Originally Posted by Ov Collyer View Post
Ok, here is what has happened so far, for those who would like to know.
- early this morning Marc Duffy started receiving alerts about issues with some of the servers
- at the same time people started posting in the forums that they were unable to login
- we quickly realised it was an issue with the hosting company and connectivity to the server farm and they were contacted
- they had been doing some scheduled work this morning which wasn't meant to have any effect on our servers, but obviously did
- they gave us an ETA of 15 minutes to reboot the necessary hardware, a time that Marc Duffy passed onto this thread
- it turned out that they reboot, which they were attempting to do remotely couldn't be done, so they sent someone to the site to do it manually
- after the reboot, we shutdown all our servers and began restarting them
- we wanted to allow the servers to process for a short time to "catch up" so that there wasn't any extra lag when everyone signed in, and I estimated 30 minutes for this (and posted as such) when normally it would only take 10-15 minutes, but I added some extra in to be on the safe side (or so I thought). As far as I was aware at this time, it was just a normal startup of the servers, and there were no further issues.
- we then noticed that this was catch-up processing was taking more time than usual, and in addition that there were errors in our game server output indicating connection problems, both from the game servers to the login servers, and amongst the game servers themselves
- further investigation revealed that there were more network issues at our hosting company, traced to another piece of hardware needing rebooting remotely
- this failed again, and we were told, again, someone was going on site to deal with the issue manually
- this investigation is ongoing, and I can assure you that the anger levels of some of those dealing with this are way beyond anything in this thread
I cannot say "it will be down all day" and I cannot say "it will be up in X amount of time" because both would be a lie.

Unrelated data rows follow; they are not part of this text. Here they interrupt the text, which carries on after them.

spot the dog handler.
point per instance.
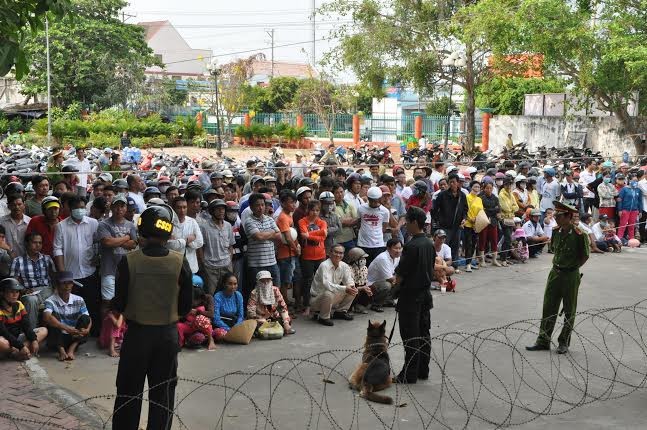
(153, 286)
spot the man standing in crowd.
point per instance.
(45, 224)
(586, 177)
(41, 190)
(116, 236)
(214, 258)
(136, 187)
(187, 237)
(450, 211)
(374, 220)
(413, 278)
(261, 231)
(535, 234)
(571, 250)
(153, 288)
(333, 289)
(381, 274)
(15, 225)
(74, 252)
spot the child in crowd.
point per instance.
(519, 242)
(611, 238)
(113, 330)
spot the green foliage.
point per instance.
(506, 95)
(599, 49)
(96, 59)
(439, 106)
(189, 127)
(19, 20)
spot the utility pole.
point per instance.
(271, 34)
(314, 33)
(125, 16)
(49, 86)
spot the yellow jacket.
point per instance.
(474, 206)
(508, 204)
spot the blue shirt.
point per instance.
(227, 305)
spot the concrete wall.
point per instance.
(606, 134)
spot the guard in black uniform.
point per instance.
(413, 279)
(153, 287)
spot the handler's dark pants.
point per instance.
(562, 286)
(415, 326)
(147, 352)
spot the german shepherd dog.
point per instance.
(374, 372)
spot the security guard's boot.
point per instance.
(538, 347)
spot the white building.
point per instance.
(180, 60)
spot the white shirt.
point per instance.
(329, 278)
(139, 199)
(75, 243)
(585, 179)
(532, 230)
(597, 231)
(82, 166)
(15, 233)
(642, 185)
(382, 268)
(445, 252)
(435, 177)
(548, 228)
(182, 230)
(371, 222)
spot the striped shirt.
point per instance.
(260, 253)
(68, 312)
(33, 273)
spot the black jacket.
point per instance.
(416, 270)
(449, 210)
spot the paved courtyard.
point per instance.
(481, 375)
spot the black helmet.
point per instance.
(420, 187)
(152, 190)
(14, 188)
(10, 284)
(155, 221)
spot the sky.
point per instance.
(227, 27)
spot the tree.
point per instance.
(440, 106)
(321, 97)
(96, 59)
(404, 42)
(598, 47)
(17, 20)
(506, 95)
(232, 81)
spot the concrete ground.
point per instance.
(481, 375)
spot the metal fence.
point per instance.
(378, 128)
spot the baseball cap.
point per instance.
(120, 198)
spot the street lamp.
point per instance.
(453, 62)
(213, 69)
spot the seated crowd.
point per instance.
(272, 248)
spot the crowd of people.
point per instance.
(280, 244)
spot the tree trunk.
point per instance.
(631, 129)
(470, 103)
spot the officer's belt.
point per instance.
(565, 269)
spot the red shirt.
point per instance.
(38, 224)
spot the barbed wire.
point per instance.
(509, 387)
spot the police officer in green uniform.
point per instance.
(571, 250)
(153, 288)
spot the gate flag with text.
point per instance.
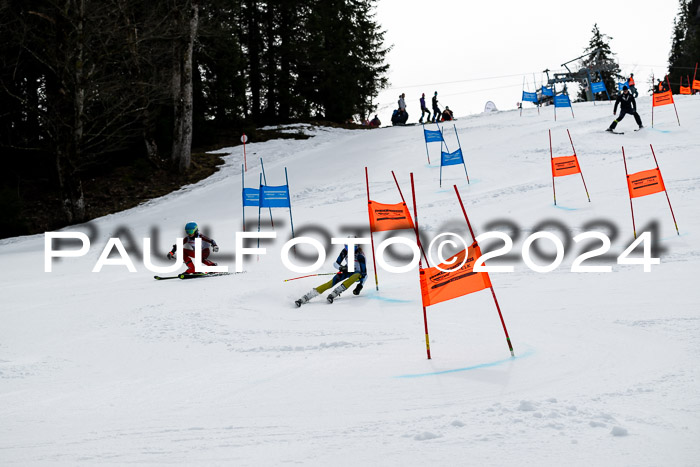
(275, 197)
(385, 217)
(439, 286)
(663, 98)
(433, 136)
(644, 183)
(562, 100)
(686, 89)
(453, 158)
(566, 165)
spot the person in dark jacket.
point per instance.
(436, 109)
(627, 106)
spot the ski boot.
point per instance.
(336, 293)
(306, 298)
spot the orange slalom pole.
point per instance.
(495, 300)
(579, 165)
(665, 191)
(634, 228)
(420, 267)
(369, 205)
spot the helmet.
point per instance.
(191, 228)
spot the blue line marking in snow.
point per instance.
(526, 353)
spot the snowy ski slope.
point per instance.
(114, 367)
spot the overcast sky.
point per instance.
(463, 41)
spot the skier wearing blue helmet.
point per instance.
(208, 245)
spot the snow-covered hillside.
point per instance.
(116, 367)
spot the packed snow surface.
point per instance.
(115, 367)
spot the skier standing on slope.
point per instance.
(192, 231)
(436, 109)
(627, 106)
(347, 278)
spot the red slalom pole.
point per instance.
(414, 215)
(551, 158)
(420, 268)
(634, 228)
(369, 213)
(579, 165)
(665, 191)
(495, 300)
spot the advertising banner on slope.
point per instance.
(662, 98)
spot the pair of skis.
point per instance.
(195, 275)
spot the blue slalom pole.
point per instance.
(265, 180)
(460, 148)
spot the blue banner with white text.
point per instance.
(598, 87)
(432, 136)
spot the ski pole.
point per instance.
(312, 275)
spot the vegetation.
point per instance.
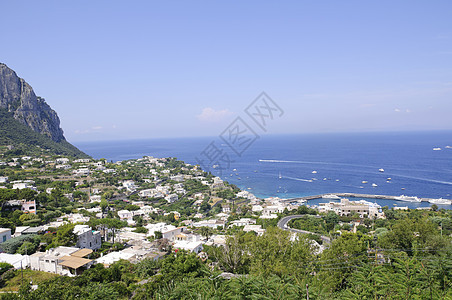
(26, 141)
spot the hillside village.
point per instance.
(130, 210)
(134, 226)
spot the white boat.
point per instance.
(440, 201)
(408, 198)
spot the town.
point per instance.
(64, 216)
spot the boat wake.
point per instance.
(298, 179)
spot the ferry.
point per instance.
(440, 201)
(408, 198)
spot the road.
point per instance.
(283, 225)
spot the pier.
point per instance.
(349, 195)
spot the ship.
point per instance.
(440, 201)
(331, 196)
(408, 198)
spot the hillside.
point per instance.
(29, 142)
(27, 122)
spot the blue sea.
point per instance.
(289, 166)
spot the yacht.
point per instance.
(440, 201)
(331, 196)
(408, 198)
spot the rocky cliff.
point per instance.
(18, 98)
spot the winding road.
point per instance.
(283, 225)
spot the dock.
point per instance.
(349, 195)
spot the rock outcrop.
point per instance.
(17, 97)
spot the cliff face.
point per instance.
(18, 97)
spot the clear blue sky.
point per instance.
(144, 69)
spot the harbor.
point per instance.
(350, 195)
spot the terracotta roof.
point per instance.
(74, 262)
(82, 252)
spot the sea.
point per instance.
(290, 166)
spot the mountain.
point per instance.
(27, 119)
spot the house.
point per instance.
(158, 227)
(171, 198)
(18, 261)
(195, 246)
(243, 222)
(172, 233)
(81, 172)
(5, 234)
(62, 160)
(23, 205)
(87, 238)
(129, 185)
(19, 185)
(19, 230)
(256, 228)
(68, 261)
(125, 214)
(346, 207)
(213, 223)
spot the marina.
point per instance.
(353, 195)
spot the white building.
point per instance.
(171, 198)
(87, 238)
(62, 260)
(195, 246)
(18, 261)
(5, 234)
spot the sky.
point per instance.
(117, 70)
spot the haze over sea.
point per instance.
(342, 161)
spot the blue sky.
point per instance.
(145, 69)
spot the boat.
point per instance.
(440, 201)
(331, 196)
(407, 198)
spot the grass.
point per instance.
(37, 277)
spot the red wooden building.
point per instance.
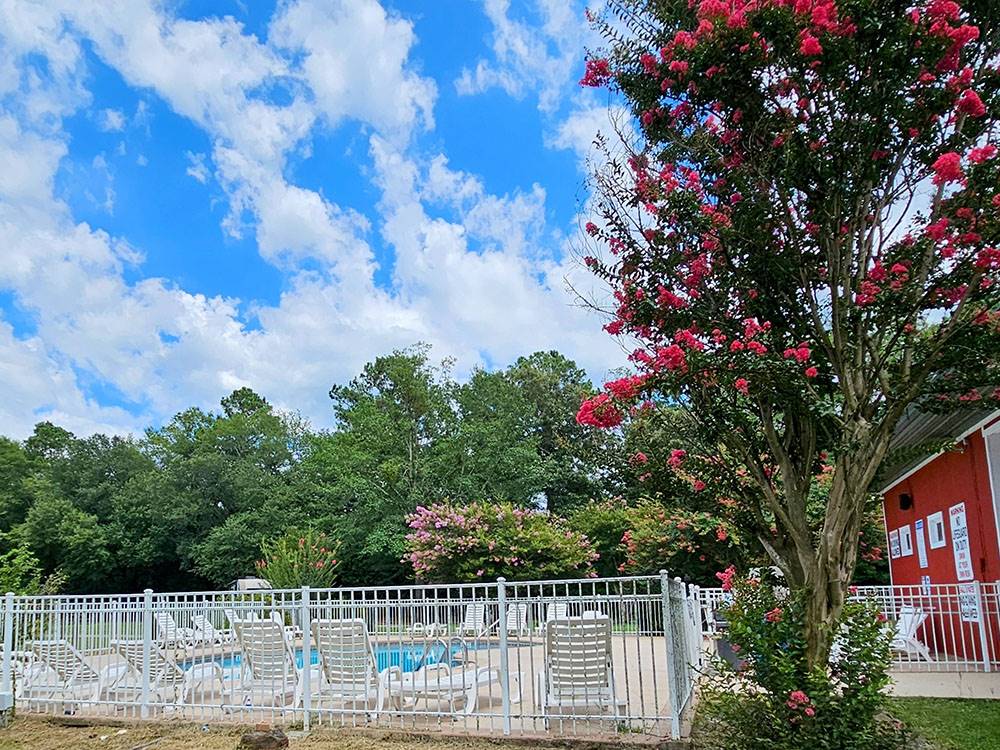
(942, 518)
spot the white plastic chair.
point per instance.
(59, 670)
(268, 665)
(475, 619)
(904, 639)
(347, 664)
(206, 632)
(168, 682)
(171, 634)
(577, 666)
(457, 686)
(517, 618)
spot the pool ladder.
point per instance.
(448, 647)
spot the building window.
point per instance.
(935, 529)
(905, 541)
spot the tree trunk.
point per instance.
(828, 578)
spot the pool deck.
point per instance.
(640, 683)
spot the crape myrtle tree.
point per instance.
(802, 237)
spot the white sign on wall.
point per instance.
(918, 529)
(894, 544)
(960, 542)
(968, 602)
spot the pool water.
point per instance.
(408, 658)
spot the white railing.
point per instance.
(937, 628)
(596, 656)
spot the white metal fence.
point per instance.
(599, 656)
(936, 628)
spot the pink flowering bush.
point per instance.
(686, 543)
(306, 558)
(778, 700)
(482, 541)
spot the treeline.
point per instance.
(189, 504)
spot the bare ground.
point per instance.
(54, 734)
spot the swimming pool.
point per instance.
(408, 657)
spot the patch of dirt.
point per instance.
(41, 734)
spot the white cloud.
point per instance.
(196, 167)
(111, 120)
(355, 62)
(543, 57)
(473, 272)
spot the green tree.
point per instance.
(15, 468)
(65, 539)
(575, 455)
(759, 232)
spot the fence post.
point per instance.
(504, 661)
(147, 647)
(6, 689)
(306, 660)
(668, 636)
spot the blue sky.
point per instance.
(205, 195)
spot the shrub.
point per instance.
(688, 543)
(487, 540)
(20, 572)
(778, 701)
(604, 523)
(307, 558)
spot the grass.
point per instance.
(41, 734)
(952, 723)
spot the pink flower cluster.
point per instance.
(726, 577)
(799, 700)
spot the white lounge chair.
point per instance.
(348, 667)
(475, 619)
(268, 665)
(517, 618)
(168, 682)
(59, 671)
(457, 686)
(904, 639)
(172, 634)
(206, 632)
(577, 667)
(556, 611)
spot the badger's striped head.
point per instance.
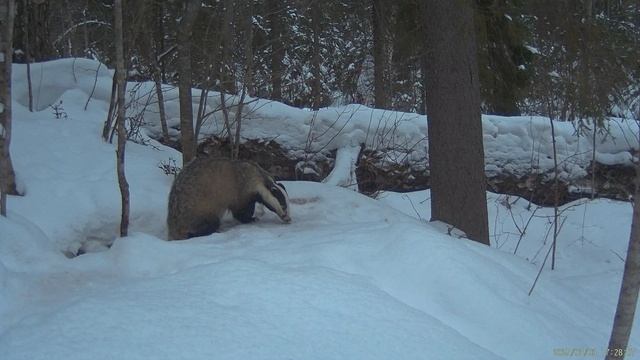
(276, 200)
(280, 193)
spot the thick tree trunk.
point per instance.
(628, 299)
(380, 84)
(122, 132)
(316, 84)
(185, 33)
(7, 175)
(456, 154)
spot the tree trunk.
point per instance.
(456, 154)
(276, 12)
(7, 175)
(185, 33)
(379, 23)
(628, 299)
(316, 84)
(122, 132)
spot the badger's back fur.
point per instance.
(207, 187)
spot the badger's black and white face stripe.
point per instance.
(279, 192)
(276, 200)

I simply do not know, and we are waiting for guidance from our hosting company to confirm the issue has been resolved, after which we will verify things at our end and make sure our servers are able to communicate with each other, after which we will open the Gameworlds.
For those talking about contingency plans of housing servers elsewhere as a backup:
This is simply unworkable, the amount of data and the time-critical nature of it means it wouldn't work, as I believe Graeme posted earlier in the thread.
Instead we pay a premium to have our servers hosted where they are, and this is meant to include extremely high levels of availability, and all manner of power backup facilities etc.